Philip K Dick nous brosse avec humour et un sens de l'horreur particulièrement développé le portrait d'une famille d'américains moyens. Il a une acuité particulière dans l'observation de ses semblables et nous restitue des personnages très réels. La construction du roman est originale : l'histoire est racontée par chacun des protagonistes au cours de chapitres différents, sans répétition ni redites. Une fois le livre commencé impossible d'en interrompre la lecture.

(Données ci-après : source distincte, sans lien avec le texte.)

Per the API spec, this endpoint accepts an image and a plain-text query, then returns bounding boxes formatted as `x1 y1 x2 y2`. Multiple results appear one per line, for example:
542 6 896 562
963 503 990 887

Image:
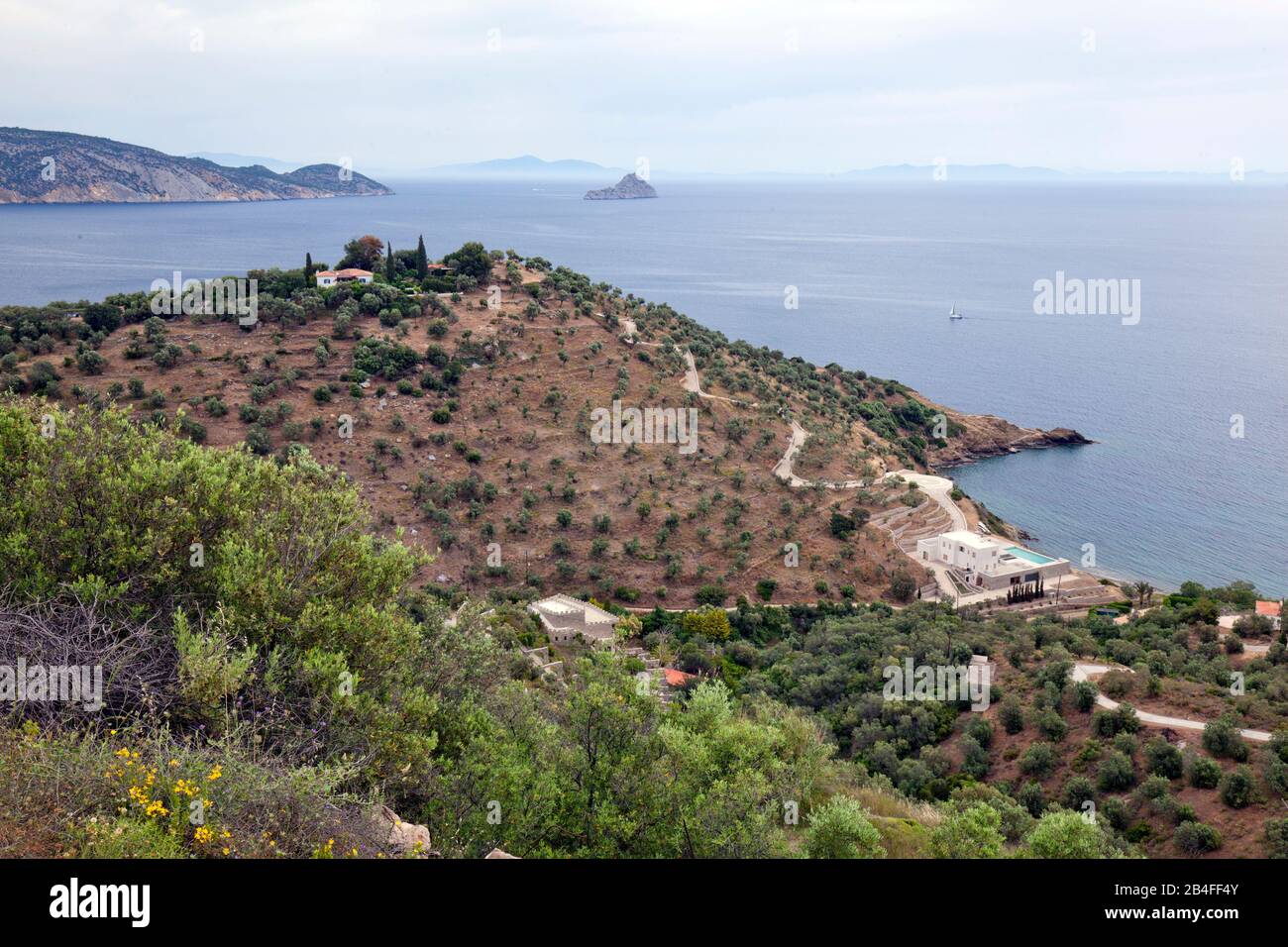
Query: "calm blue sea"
0 177 1288 595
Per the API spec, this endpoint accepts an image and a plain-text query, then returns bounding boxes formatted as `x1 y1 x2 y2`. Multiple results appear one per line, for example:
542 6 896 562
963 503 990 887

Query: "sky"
0 0 1288 174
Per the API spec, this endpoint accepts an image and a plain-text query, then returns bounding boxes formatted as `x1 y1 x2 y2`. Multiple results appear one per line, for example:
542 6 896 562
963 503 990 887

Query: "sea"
0 175 1288 596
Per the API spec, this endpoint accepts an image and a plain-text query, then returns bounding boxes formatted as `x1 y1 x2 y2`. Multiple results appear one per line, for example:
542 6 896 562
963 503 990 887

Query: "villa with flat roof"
528 595 617 644
917 530 1072 590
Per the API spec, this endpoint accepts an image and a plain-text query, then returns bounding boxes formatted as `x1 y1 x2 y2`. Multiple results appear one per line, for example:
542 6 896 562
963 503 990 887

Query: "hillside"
0 237 1288 858
0 128 393 204
0 238 1092 607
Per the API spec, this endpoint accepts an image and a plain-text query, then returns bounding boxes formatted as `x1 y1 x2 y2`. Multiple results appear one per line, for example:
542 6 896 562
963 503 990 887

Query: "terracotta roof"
662 668 698 686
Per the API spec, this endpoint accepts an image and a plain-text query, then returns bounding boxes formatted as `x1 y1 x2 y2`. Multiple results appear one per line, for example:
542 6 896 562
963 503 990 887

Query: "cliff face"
0 128 393 204
587 174 657 201
926 402 1092 468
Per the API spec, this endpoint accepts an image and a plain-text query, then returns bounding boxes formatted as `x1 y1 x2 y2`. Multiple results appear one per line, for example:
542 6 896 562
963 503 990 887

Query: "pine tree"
416 235 429 279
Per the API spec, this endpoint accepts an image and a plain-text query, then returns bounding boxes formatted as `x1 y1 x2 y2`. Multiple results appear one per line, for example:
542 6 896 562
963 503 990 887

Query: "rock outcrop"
926 402 1094 468
0 128 393 204
587 174 657 201
371 805 438 858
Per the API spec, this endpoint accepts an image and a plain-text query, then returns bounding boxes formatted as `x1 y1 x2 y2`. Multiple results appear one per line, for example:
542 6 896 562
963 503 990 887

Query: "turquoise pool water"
1006 546 1055 566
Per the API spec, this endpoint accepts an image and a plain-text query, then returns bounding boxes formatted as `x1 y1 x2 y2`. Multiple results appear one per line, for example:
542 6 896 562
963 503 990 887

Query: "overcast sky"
0 0 1288 172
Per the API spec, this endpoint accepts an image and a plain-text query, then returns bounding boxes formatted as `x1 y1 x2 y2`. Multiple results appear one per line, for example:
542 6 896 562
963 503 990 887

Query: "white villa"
528 595 617 644
917 530 1072 590
313 269 373 286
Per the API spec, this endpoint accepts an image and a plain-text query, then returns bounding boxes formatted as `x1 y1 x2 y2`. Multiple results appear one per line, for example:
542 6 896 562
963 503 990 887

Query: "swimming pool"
1006 546 1055 566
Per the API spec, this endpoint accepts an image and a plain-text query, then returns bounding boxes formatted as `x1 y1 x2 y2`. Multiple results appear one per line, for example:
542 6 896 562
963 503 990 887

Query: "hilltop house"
313 269 373 286
917 530 1072 590
528 595 617 644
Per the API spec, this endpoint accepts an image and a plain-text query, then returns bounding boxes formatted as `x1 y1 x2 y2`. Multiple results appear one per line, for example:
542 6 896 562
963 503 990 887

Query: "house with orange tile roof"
1257 600 1283 631
313 269 375 287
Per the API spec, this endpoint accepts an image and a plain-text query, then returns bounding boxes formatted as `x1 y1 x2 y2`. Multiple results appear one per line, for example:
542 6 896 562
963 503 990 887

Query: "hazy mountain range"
0 128 393 204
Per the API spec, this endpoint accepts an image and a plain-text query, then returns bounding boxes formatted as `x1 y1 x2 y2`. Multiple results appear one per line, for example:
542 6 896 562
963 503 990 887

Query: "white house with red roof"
313 269 374 287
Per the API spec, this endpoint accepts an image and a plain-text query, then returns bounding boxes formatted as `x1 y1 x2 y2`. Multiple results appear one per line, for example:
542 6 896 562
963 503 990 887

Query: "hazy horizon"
0 0 1288 174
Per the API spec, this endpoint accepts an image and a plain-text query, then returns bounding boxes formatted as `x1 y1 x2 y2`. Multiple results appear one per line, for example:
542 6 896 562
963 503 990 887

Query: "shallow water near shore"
0 175 1288 595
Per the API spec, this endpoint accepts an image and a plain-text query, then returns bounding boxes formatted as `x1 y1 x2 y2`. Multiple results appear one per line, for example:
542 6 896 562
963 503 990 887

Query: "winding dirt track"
1073 664 1270 743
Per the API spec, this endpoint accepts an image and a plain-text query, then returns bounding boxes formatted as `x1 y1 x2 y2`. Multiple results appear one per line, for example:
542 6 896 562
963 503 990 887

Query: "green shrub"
1172 822 1221 856
805 796 885 858
1190 756 1221 789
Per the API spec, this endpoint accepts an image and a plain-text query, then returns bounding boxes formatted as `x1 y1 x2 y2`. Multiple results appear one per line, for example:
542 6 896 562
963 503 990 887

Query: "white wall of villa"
917 530 1072 588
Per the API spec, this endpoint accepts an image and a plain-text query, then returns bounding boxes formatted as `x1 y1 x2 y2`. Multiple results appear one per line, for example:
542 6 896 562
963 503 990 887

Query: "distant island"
421 155 623 179
0 128 393 204
587 174 657 201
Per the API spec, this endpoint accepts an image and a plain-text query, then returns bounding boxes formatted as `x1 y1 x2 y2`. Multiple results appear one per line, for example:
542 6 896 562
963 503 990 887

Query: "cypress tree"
416 233 429 279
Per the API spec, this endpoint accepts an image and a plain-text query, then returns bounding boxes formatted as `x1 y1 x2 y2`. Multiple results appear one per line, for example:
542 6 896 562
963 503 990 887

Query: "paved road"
886 471 970 530
1073 664 1270 743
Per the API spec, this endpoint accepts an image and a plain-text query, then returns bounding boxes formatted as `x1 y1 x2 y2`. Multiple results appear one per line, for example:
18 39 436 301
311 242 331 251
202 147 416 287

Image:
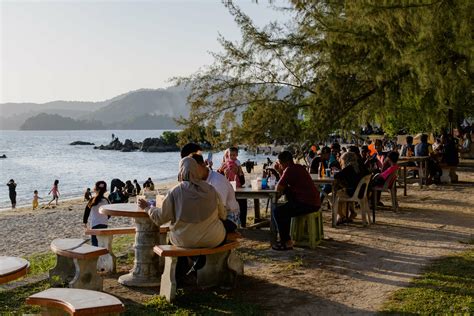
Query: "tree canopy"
177 0 474 145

« Confessions d'un barjo » est l'un des romans non SF de Philip K. Dick. Il l'a écrit en 1959 mais n'a réussi à le faire publier qu'en 1975. Non pas parce qu'il est mauvais mais parce qu'à cette époque - et il parait que c'est toujours vrai de nos jours - quand on vous collait l'étiquette littérature de genre il était difficile de s'en débarrasser.
Comme nombre de romans de Dick celui-ci a fait l'objet d'une adaptation cinématographique. « Confessions d'un barjo », film français de Jérôme Boivin, avec Hippolyte Girardot est sorti en 1992.
Respect à l'auteur.
Je lui laisse le dernier mot (ceux d'une lettre datée du 19 janvier 1975) :
"Quand j'ai écrit « Confessions », j'envisageais de créer un personnage totalement idiot, ignare, dénué de tout sens commun, un symposium ambulant de croyances et d'opinions débiles... un paria de notre société, un être complètement marginal qui voit tout de l'extérieur et doit par conséquent se contenter de deviner ce qui se passe. En relisant le roman maintenant, je suis, à ma grande surprise, plus convaincu encore que Jack Isidore n'est pas un abruti; je suis sidéré de voir que sous le flot d'insanités qu'il débite en permanence, il possède une sorte de subconscient perspicace, peut-être capable d'appréhender en profondeur les événements... et merde, en finissant cette fois la lecture du roman, j'ai pensé avec stupeur : Il a raison, ma foi, ce vieux Jack Isidore ! Peut-être qu'il ne voit pas simplement les choses comme nous, mais, fait incroyable, beaucoup mieux à sa façon."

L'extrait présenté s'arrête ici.